There are not so many of us — about sixteen thousand. But that’s more than doubled since the seventies, meaning that the Island has grown seven times faster than Massachusetts as a whole. In summer, the number of people here increases fivefold, which is easy to notice. Still, most of us don’t have a key to our house handy and never lock the car. The only time in recent memory a police officer used a gun was to fend off an aggressive wild turkey. The event made headlines. We have fought off fast-food chains and strip malls. We worry about the impact of people who come because of the Yankee fishing, farming and hunting heritage, for the land and the sea, and who then build huge homes that are out of character and burden the environment.

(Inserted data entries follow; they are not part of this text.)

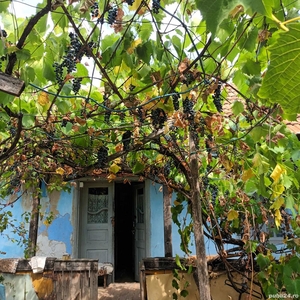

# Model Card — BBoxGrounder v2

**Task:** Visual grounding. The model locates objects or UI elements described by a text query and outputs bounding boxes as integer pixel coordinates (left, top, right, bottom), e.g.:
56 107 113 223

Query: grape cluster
91 1 99 18
62 32 84 73
182 73 195 86
151 108 167 129
189 122 200 150
53 32 83 85
182 98 195 121
164 161 171 177
72 77 82 95
61 119 68 127
209 184 219 204
9 127 17 136
1 29 7 37
83 41 98 58
97 146 108 168
172 92 180 110
213 81 223 112
104 110 111 123
107 7 118 25
122 130 132 151
152 0 160 14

Such growth makes it hard for young people to stay or new families to buy a house; the proportion of children here is declining faster than elsewhere in Massachusetts. Kids who can stay have an appreciation of nature unlike most others — quahaugging in the ponds, fishing from the shore, picking berries on preserved trails, swimming in the sea. Like their parents, they enjoy a diverse and sophisticated social network that is rare for such a small place.

This comes with a cost of living higher than on the mainland. Yet the bulk of Island jobs are seasonal and low-wage; an Islander’s average wage is less than three-fourths what other folks in the commonwealth make. Poverty, depression and alcoholism are real problems for the Island’s year-round community, but though isolated, or perhaps because of it, Vineyarders take care of each other. Few other newspapers in the country print the word “benefit” so often as this one.

The benefits take the form of potluck concerts and chicken dinners in the winter, and then fund-raising takes on a decidedly different veneer in the summer. The Vineyard has thousands of seasonal visitors, many with strong, multigenerational ties to the Island, and their philanthropy sustains many critical services, from the Martha’s Vineyard Hospital to Community Services to the Vineyard Nursing Association. But we worry about that; it’s not a stable way to run an economy. Moreover, as the income gap grows, there is worry about an eroding middle class. We watch as our sister island Nantucket finds more and more of its seasonal people are served by a commuting underclass.

And there are other internal distinctions.

The native Island people belong to the Wampanoag Tribe of Gay Head (Aquinnah), with a history that dates back ten thousand years and a living culture. Many hopes, held out decades ago when the Wampanoags became the first federally recognized tribe in Massachusetts, have been dashed, and millions were lost chasing casino pipe dreams. But the generation of Wampanoags coming of age today is energized and engaged on the Island. Because of a single woman’s concerted effort, the Wampanoag native tongue is being revived; now, as not for generations, children are learning the words their ancestors spoke to the first colonists. Young men in the Black Brook Drummers perform at tribal ceremonies and cross-cultural events. A woman, Cheryl Andrews-Maltais, is the tribal chairman, and a tribal conservationist was elected as a town selectman, a sign that the worst of the old tensions between the two sovereign powers in the westernmost reaches of the Island — when homeowners in the seventies worried Indians would seize their summer homes — have eased and are now a thing of the past.

English settlers arrived in the seventeenth century and became the dominant population. In the eighteenth came the original Portuguese, whose traditions remain vibrant in the community. In the nineteenth the Island became a popular place for African Americans and others seeking religious respite; this began its life as a tourist destination. In service of the visitors came waves of Jamaicans and more recently Brazilians, who are estimated to number in the thousands. This group is less assimilated, and at times the relations between them and the Island’s English-speaking population are strained.

Mostly, though, we get along. Honking car horns are frowned upon. Growing your own food is good. Bartering is common. The Vineyard is a strong community, with a rural life that you might just call small-town America.